Implementation of SAC - Githubissues

coax-dev / coax

Modular framework for Reinforcement Learning in python

https://coax.readthedocs.io

MIT License

168 stars 17 forks source link

Implementation of SAC #6

Closed frederikschubert closed 3 years ago

frederikschubert commented 3 years ago

Since SAC is really similar to TD3, we are able to re-use most of its components. The differences are:

The actions to update the q-functions and policy are sampled using the current policy (instead of taking the mode).
There is no target policy.
The log variance of the policy depends on the state.
The policy is entropy regularized.

The current implementation does not support multi-step td-learning.

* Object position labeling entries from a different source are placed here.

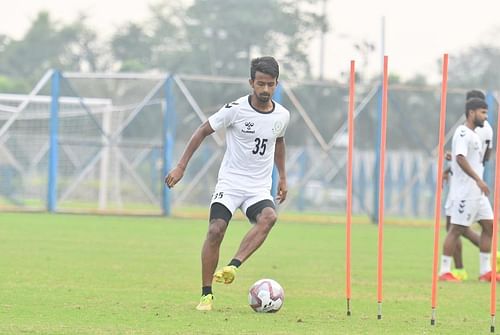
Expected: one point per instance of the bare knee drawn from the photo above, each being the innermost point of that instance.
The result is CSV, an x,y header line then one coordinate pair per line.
x,y
216,230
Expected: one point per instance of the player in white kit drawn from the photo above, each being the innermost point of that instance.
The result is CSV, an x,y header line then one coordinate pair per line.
x,y
468,192
255,127
486,136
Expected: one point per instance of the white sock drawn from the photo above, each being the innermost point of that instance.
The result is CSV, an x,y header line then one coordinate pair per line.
x,y
484,262
445,264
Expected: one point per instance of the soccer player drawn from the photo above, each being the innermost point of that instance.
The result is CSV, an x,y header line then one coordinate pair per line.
x,y
469,201
486,135
255,127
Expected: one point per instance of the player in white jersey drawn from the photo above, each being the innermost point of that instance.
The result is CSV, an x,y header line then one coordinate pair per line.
x,y
255,127
486,136
469,193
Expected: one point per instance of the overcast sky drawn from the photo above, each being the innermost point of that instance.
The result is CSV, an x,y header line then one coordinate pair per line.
x,y
417,33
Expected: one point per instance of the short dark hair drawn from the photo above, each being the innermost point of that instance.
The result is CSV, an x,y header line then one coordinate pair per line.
x,y
475,94
267,65
473,104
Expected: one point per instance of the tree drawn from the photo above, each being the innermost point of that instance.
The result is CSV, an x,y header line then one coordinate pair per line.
x,y
478,67
219,37
133,47
48,44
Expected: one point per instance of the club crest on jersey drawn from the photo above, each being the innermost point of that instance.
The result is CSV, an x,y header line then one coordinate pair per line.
x,y
248,128
278,127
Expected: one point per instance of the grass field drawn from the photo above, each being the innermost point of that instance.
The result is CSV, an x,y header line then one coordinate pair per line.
x,y
69,274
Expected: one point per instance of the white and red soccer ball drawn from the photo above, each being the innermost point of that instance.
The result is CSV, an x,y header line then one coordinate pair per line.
x,y
266,296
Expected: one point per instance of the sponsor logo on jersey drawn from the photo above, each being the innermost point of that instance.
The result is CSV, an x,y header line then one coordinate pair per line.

frederikschubert commented 3 years ago

Maybe we can use the ClippedDoubleQLearning (instead of introducing a "Soft" version that is basically the same) and add a parameter whether the action should be sampled from the target policy or if the mode should be taken?

KristianHolsheimer commented 3 years ago

Wow you're fast!

Maybe we can use the ClippedDoubleQLearning (instead of introducing a "Soft" version that is basically the same) and add a parameter whether the action should be sampled from the target policy or if the mode should be taken?

Yes, that would probably be cleaner.

frederikschubert commented 3 years ago

I personally prefer the not to have too many arguments exposed to the user. Perhaps it's worth the duplication. I don't feel strongly one way or another. Do what you think is best for new users.

Yes, I also went with the duplication because it better separates both methods conceptually and there probably won't be many complicated refactorings that can't be applied easily to the duplicated code. I will leave a comment though as a pointer.